De fait, sur la vidéo de l’Observatoire des pratiques policières de la section héraultaise de la LDH, on voit l’interpellé tenter de s’enfuir à l’approche des policiers.

Il subit d’abord un croche-patte de la part d’un fonctionnaire, se relève, mais est très vite rattrapé par d’autres agents, qui le plaquent au sol. 

Ils pratiquent alors une clé d’étranglement, et un plaquage ventral, technique abondamment décriée et récemment utilisée sur le livreur décédé à la suite de son interpellation Cédric Chouviat.

Sullivan F. ne semble pas se débattre, et encore moins donner des coups de pied au cours de cette scène. Ce qui pousse la cour d’appel à écrire que « si l’interpellation de [Sullivan F.] était parfaitement légitime au regard de son comportement et du fait qu’il venait d’incendier un container poubelle […], les éléments produits à l’audience et notamment le visionnage de la vidéo ne permettent pas d’affirmer [qu’il] ait opposé une résistance violente lors de son interpellation puisque aucun geste, aucune gesticulation, aucun coup ou tentative de coup en direction des forces de l’ordre n’est identifiable ». 

La cour d’appel a donc relaxé le jeune homme pour les faits de rébellion, permettant sa sortie de prison en janvier.

Aurait-il fait de la prison sans les « faux témoignages » des policiers ?

Peut-on alors dire que Sullivan F. a effectué de la prison à cause des « faux témoignages » (pour reprendre les termes de votre question) des policiers ? Il est impossible de répondre de manière affirmative à cette question.

Si la cour d’appel a relaxé le jeune homme des faits de rébellion, elle n’est pas pour autant revenue sur la condamnation dans son ensemble, puisqu’elle a ramené la peine de six à trois mois de prison.

Jugeant donc que le seul délit de dégradation (pour le feu de poubelle), avéré celui-ci, justifiait une peine de prison.

Une condamnation à trois mois (ou six mois) de prison ferme n’est pas assortie automatiquement d’une incarcération, et peut être aménagée.

C’est même souvent le cas, sauf (comme ici après le jugement en première instance), quand un mandat de dépôt est prononcé.

Ce dernier avait été justifié ainsi en première instance : « Eu égard au manque de garantie de représentation de [Sullivan F.] sans domicile fixe et sans profession, et au risque de réitération des faits dans un contexte de renouvellement chaque samedi des manifestations identiques »

Sullivan F. aurait-il aussi écopé en première instance d’un mandat de dépôt si les policiers n’avaient pas porté plainte et si les faits de rébellion n’avaient pas (à tort) été retenus contre lui ?

Son avocat, Alain Ottan, est mesuré dans sa réponse à CheckNews : « Les mensonges des policiers y ont largement contribué.
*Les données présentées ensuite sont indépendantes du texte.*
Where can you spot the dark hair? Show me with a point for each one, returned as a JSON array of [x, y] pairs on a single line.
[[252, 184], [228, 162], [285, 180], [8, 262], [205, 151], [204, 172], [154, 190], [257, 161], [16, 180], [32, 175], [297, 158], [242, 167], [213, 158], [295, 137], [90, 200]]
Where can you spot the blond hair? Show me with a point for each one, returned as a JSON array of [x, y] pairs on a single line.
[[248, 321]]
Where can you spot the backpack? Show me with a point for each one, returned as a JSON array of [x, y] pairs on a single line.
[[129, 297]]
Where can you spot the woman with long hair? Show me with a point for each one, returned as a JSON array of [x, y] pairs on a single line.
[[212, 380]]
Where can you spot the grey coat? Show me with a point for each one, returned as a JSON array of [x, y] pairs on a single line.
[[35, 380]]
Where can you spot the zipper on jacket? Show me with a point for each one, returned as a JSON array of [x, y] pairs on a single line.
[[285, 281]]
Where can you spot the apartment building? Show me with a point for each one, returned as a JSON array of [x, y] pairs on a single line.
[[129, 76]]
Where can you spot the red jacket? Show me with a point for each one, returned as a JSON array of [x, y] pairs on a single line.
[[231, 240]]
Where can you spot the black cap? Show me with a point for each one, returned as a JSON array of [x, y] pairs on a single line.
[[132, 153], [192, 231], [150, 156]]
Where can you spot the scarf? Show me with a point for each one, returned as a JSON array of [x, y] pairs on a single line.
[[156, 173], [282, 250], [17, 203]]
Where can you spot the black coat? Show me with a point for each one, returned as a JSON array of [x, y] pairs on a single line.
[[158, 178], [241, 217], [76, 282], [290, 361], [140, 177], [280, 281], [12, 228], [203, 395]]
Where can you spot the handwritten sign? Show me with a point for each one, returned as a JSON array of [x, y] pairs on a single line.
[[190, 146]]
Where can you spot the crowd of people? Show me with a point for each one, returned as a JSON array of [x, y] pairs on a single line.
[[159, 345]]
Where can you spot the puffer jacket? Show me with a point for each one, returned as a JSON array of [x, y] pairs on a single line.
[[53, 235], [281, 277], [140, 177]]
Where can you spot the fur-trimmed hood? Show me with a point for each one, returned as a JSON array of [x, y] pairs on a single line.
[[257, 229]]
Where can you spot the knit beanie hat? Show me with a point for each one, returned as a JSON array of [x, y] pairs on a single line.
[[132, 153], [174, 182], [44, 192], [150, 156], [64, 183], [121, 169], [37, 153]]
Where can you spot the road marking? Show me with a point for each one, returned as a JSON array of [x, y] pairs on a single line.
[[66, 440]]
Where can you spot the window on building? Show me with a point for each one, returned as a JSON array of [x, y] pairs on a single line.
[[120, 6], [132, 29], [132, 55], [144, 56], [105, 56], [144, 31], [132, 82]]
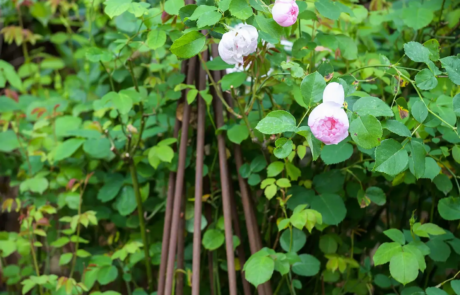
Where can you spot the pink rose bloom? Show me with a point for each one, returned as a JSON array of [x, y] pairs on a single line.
[[285, 12], [238, 43], [328, 121]]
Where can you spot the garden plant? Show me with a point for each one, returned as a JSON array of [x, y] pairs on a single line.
[[214, 147]]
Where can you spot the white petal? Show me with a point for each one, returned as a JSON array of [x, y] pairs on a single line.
[[328, 109], [334, 93]]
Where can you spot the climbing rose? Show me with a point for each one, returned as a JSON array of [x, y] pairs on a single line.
[[328, 121], [239, 42], [285, 12]]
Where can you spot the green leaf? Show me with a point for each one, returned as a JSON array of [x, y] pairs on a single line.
[[336, 153], [312, 88], [397, 128], [432, 168], [395, 235], [452, 66], [116, 7], [259, 269], [126, 201], [328, 244], [107, 274], [283, 147], [240, 9], [275, 168], [208, 19], [277, 122], [217, 64], [371, 105], [331, 207], [328, 9], [385, 252], [213, 239], [122, 102], [97, 148], [188, 45], [9, 141], [376, 195], [417, 52], [173, 6], [418, 255], [299, 238], [456, 104], [443, 183], [418, 158], [404, 267], [110, 188], [419, 111], [237, 133], [67, 148], [390, 157], [427, 229], [156, 39], [439, 250], [235, 79], [65, 258], [366, 131], [425, 80], [307, 267]]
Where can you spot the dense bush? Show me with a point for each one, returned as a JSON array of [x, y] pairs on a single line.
[[94, 94]]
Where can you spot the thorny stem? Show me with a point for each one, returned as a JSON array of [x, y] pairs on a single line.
[[140, 212], [217, 88]]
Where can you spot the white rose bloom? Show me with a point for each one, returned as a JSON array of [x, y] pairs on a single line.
[[239, 42]]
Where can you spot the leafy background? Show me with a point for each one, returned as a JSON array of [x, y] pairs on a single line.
[[91, 93]]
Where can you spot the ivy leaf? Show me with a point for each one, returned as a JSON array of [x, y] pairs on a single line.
[[404, 267], [452, 66], [366, 131], [331, 207], [173, 6], [312, 88], [240, 9], [390, 157], [395, 235], [277, 122], [116, 7], [426, 80], [417, 52], [188, 45], [259, 269], [336, 153], [371, 105], [213, 239]]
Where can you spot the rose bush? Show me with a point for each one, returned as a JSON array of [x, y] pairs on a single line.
[[229, 147]]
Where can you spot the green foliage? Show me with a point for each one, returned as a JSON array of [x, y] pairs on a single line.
[[91, 91]]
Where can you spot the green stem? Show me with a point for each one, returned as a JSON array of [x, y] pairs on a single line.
[[110, 76], [140, 212]]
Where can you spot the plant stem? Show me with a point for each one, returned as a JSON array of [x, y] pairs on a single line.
[[110, 75], [140, 212], [217, 88]]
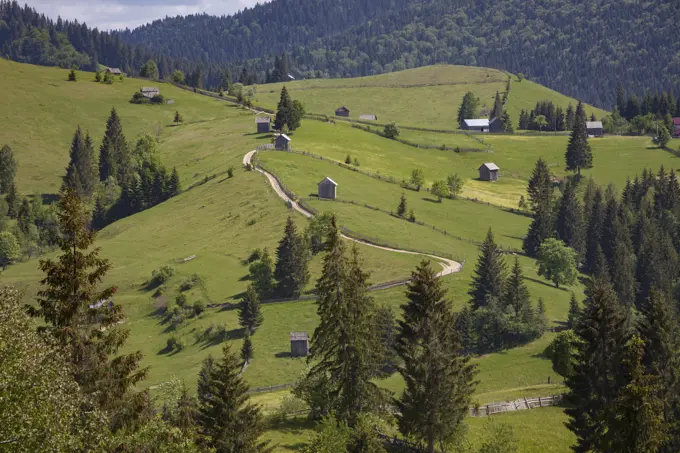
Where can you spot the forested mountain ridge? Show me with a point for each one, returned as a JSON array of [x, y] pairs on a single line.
[[579, 48]]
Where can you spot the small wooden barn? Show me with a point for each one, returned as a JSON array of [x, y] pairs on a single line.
[[594, 128], [263, 124], [342, 111], [476, 125], [488, 172], [328, 189], [299, 344], [282, 142], [150, 92]]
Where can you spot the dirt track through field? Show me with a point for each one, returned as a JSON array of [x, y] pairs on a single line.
[[449, 266]]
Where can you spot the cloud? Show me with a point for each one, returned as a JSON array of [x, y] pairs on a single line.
[[118, 14]]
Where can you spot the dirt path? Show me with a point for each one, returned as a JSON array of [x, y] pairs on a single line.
[[449, 266]]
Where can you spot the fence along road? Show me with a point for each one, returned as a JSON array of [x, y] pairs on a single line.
[[449, 266]]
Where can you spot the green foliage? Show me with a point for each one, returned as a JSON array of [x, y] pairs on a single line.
[[557, 262], [8, 169], [391, 131]]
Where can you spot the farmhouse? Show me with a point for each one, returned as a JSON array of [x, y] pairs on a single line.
[[263, 124], [488, 172], [328, 189], [594, 128], [282, 142], [299, 344], [150, 92], [342, 111], [479, 125]]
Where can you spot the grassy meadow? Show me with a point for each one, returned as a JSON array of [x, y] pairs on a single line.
[[426, 97]]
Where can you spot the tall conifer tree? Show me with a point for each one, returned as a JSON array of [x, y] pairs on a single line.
[[439, 378], [579, 155]]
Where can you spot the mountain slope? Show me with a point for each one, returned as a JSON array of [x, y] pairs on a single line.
[[580, 48]]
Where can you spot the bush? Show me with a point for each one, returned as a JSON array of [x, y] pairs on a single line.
[[160, 276]]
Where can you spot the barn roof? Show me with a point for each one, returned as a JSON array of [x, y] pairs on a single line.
[[329, 180], [477, 123], [490, 166]]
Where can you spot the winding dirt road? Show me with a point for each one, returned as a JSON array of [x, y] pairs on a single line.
[[449, 266]]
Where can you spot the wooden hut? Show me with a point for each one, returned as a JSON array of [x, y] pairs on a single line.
[[478, 125], [342, 111], [594, 128], [328, 189], [299, 344], [488, 172], [263, 124], [282, 142]]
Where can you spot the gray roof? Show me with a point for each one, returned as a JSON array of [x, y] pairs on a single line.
[[477, 123], [490, 165], [329, 180]]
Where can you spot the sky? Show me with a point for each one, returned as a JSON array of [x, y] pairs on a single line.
[[118, 14]]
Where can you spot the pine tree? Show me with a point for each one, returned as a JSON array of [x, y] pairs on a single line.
[[247, 348], [291, 272], [574, 312], [70, 287], [227, 421], [114, 154], [570, 227], [489, 275], [439, 379], [579, 155], [516, 295], [250, 315], [594, 385], [401, 209]]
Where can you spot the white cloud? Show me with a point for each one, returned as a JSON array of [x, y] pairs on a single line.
[[117, 14]]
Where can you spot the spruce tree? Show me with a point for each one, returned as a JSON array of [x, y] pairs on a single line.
[[291, 272], [439, 379], [8, 168], [517, 297], [90, 342], [401, 209], [595, 383], [570, 226], [489, 275], [574, 312], [114, 153], [579, 155], [227, 421], [250, 312]]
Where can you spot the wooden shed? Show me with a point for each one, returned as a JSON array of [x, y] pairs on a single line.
[[488, 172], [299, 344], [342, 111], [328, 189], [263, 124], [594, 128], [282, 142], [478, 125]]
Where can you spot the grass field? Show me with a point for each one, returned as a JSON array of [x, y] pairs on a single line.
[[423, 97]]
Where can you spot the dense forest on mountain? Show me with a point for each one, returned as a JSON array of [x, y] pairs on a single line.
[[579, 48]]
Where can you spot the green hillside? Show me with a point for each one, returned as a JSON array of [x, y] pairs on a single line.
[[427, 97]]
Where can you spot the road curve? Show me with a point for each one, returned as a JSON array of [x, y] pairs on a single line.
[[449, 266]]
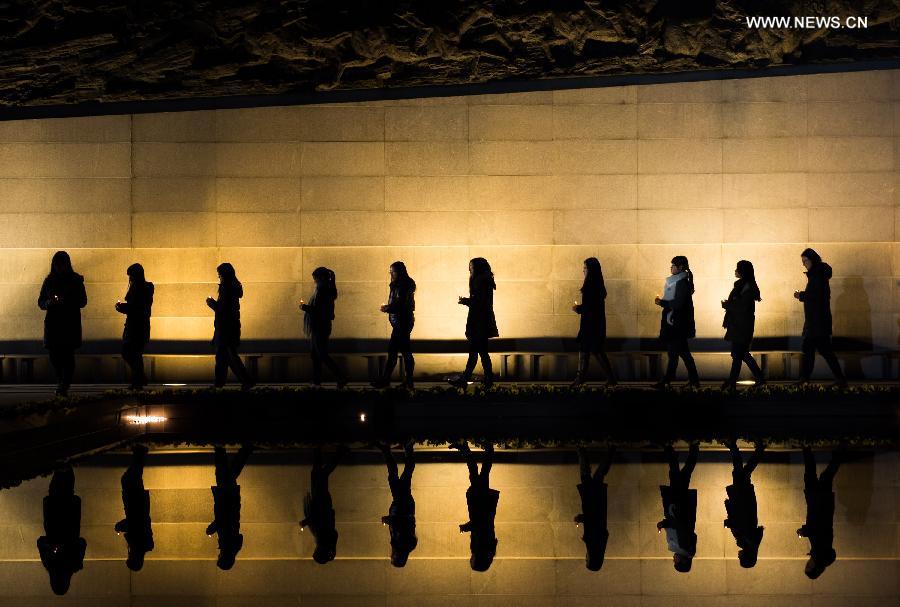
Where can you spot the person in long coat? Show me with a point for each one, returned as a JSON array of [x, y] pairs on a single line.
[[592, 327], [136, 308], [816, 300], [62, 296], [400, 309], [317, 319], [676, 324], [481, 325], [740, 319], [227, 323]]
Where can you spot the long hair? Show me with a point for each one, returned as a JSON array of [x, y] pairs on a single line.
[[481, 266], [593, 280], [682, 262], [745, 271]]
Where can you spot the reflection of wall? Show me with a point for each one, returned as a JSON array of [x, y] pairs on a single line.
[[718, 170]]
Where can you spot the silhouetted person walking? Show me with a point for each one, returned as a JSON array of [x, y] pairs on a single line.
[[318, 509], [481, 325], [677, 322], [680, 509], [227, 505], [593, 491], [482, 503], [740, 319], [62, 296], [136, 500], [319, 314], [819, 527], [62, 547], [400, 309], [401, 518], [136, 308], [816, 300], [592, 328], [227, 336], [741, 505]]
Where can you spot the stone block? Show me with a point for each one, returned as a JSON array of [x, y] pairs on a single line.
[[680, 156], [607, 121]]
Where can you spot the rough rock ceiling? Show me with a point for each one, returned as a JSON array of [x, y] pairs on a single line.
[[73, 51]]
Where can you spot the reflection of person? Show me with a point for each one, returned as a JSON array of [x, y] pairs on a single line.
[[62, 296], [62, 547], [136, 308], [227, 505], [136, 525], [318, 510], [680, 509], [593, 493], [482, 503], [816, 300], [676, 323], [401, 518], [592, 327], [819, 527], [400, 309], [741, 505]]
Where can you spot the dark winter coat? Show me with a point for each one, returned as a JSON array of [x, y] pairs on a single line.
[[740, 313], [481, 323], [228, 315], [62, 324], [136, 308], [817, 301], [682, 308], [592, 328]]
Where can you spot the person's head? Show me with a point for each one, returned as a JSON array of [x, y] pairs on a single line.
[[61, 263]]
Mais en même temps, ce jeune homme, avec son profil, aurait pu être mis en détention avec un mandat de dépôt pour la seule dégradation. »

Dans son interview à Vécu, la militante de la LDH Camille Halut a promis « des suites contre ces policiers, qui pourront être accusés d’avoir ment i», tout en rappelant l’importance des images d’observateurs et de la «presse indépendante» dans les procédures judiciaires.

Par l’intermédiaire de la militante, Sullivan F. déclare à CheckNews que « les policiers profitent de leur insigne pour faire des abus. Ils vont trop loin. Et ils n’écrivent pas dans leurs procès-verbaux ce qu’ils font vraiment ».

L’avocat des deux agents de la BAC n’a pour l’heure pas répondu à notre sollicitation.